In [9]:
import os, json, random
import numpy as np
import torch

SEED = 0
random.seed(SEED)
np.random.seed(SEED)
torch.manual_seed(SEED)

ROOT = "."  # Colabなら基本これでOK（ノート基準）
ARTIFACT_DIR = os.path.join(ROOT, "artifacts")
IMG_DIR      = os.path.join(ROOT, "images")
LOG_DIR      = os.path.join(ROOT, "logs")
os.makedirs(ARTIFACT_DIR, exist_ok=True)
os.makedirs(IMG_DIR, exist_ok=True)
os.makedirs(LOG_DIR, exist_ok=True)

In [10]:
import numpy as np
import pandas as pd
from sklearn.model_selection import train_test_split
from sklearn.preprocessing import StandardScaler
import joblib, os, json

In [11]:
DATA_PATH = "/content/sample_data.csv"

In [12]:
df = pd.read_csv(DATA_PATH, encoding="utf-8-sig")

In [13]:
target_cols = ["収縮期血圧", "拡張期血圧", "脈拍"]
t = df[target_cols].copy()
x = df.drop(target_cols, axis=1).copy()

In [14]:
feature_names = list(x.columns)
with open(os.path.join(ARTIFACT_DIR, "feature_names.json"), "w", encoding="utf-8") as f:
    json.dump(feature_names, f, ensure_ascii=False, indent=2)

In [15]:
# split (test 20%, val 20% of remaining => val=0.2 overall)
x_train_full, x_test, t_train_full, t_test = train_test_split(
    x, t, test_size=0.2, random_state=SEED
)
x_train, x_val, t_train, t_val = train_test_split(
    x_train_full, t_train_full, test_size=0.25, random_state=SEED
)

In [16]:
# scaler: fit ONLY on train
scaler_x = StandardScaler().fit(x_train)
scaler_t = StandardScaler().fit(t_train)

X_train = scaler_x.transform(x_train).astype("float32")
X_val   = scaler_x.transform(x_val).astype("float32")
X_test  = scaler_x.transform(x_test).astype("float32")

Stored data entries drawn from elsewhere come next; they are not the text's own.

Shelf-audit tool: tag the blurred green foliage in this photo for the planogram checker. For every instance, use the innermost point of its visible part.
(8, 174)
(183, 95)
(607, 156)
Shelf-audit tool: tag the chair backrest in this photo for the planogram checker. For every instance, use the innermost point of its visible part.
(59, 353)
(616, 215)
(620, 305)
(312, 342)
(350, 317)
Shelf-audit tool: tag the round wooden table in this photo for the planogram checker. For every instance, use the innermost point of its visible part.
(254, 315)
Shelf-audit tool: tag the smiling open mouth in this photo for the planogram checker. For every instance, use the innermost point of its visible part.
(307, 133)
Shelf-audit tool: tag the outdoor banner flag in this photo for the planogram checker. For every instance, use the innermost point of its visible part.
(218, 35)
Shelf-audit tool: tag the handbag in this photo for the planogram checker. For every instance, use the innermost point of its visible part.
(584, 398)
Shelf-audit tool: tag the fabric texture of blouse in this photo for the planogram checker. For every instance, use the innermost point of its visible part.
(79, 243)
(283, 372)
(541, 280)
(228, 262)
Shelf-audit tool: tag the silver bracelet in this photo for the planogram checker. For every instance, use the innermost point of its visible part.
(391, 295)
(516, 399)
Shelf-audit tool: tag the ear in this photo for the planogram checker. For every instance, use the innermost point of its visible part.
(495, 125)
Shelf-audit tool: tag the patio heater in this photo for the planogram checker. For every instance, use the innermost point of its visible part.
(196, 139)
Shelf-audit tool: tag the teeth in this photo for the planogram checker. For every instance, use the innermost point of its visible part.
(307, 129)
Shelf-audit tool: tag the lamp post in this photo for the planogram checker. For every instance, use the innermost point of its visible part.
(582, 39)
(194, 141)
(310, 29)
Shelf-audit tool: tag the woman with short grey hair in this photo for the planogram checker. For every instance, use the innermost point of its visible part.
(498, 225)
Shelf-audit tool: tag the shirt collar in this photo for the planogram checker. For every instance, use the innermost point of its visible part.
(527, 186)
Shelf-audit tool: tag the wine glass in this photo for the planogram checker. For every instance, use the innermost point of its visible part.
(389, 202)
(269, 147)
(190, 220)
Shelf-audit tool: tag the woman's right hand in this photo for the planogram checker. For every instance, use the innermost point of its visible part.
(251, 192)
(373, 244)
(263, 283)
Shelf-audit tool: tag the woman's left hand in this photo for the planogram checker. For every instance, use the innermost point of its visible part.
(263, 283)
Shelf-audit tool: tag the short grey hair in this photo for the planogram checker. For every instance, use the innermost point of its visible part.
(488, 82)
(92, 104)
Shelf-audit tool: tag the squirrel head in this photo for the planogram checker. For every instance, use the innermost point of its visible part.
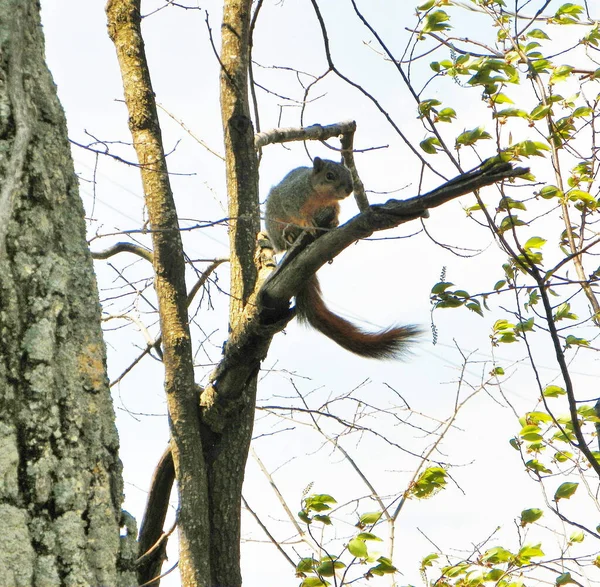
(331, 178)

T_train = scaler_t.transform(t_train).astype("float32")
T_val   = scaler_t.transform(t_val).astype("float32")
T_test  = scaler_t.transform(t_test).astype("float32")

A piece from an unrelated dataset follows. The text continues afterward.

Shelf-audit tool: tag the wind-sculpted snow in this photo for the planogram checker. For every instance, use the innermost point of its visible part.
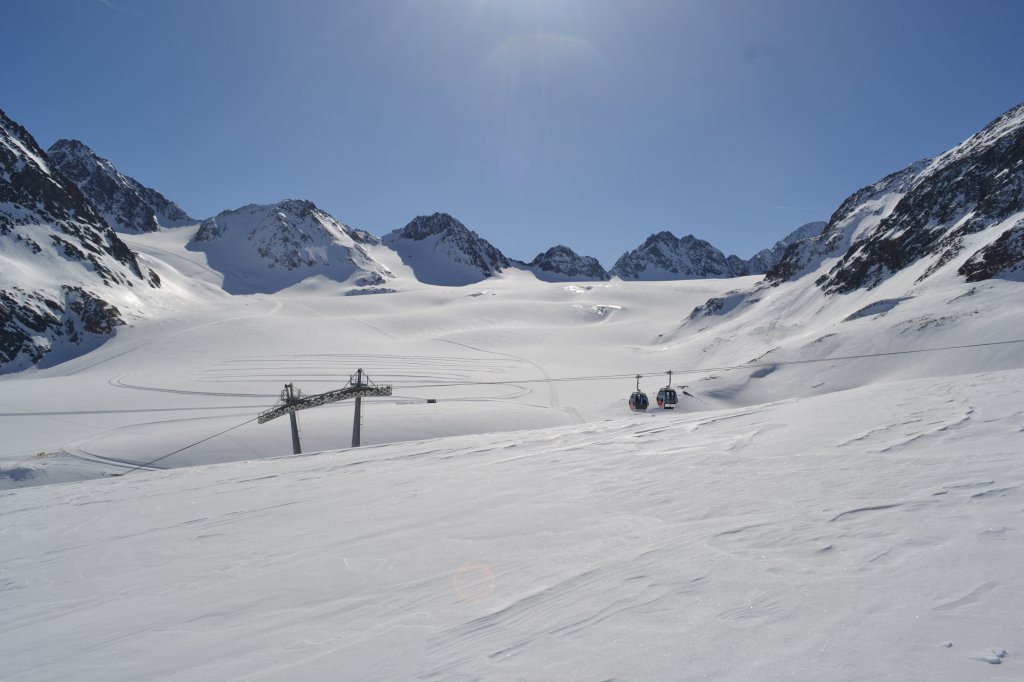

np.save(os.path.join(ARTIFACT_DIR, "X_train.npy"), X_train)
np.save(os.path.join(ARTIFACT_DIR, "X_val.npy"),   X_val)
np.save(os.path.join(ARTIFACT_DIR, "X_test.npy"),  X_test)

np.save(os.path.join(ARTIFACT_DIR, "T_train.npy"), T_train)
np.save(os.path.join(ARTIFACT_DIR, "T_val.npy"),   T_val)
np.save(os.path.join(ARTIFACT_DIR, "T_test.npy"),  T_test)

joblib.dump(scaler_x, os.path.join(ARTIFACT_DIR, "scaler_x.pkl"))
joblib.dump(scaler_t, os.path.join(ARTIFACT_DIR, "scaler_t.pkl"))

print("Train:", X_train.shape, T_train.shape)
print("Val:  ", X_val.shape,   T_val.shape)
print("Test: ", X_test.shape,  T_test.shape)

Train: (285, 10) (285, 3)
Val:   (95, 10) (95, 3)
Test:  (95, 10) (95, 3)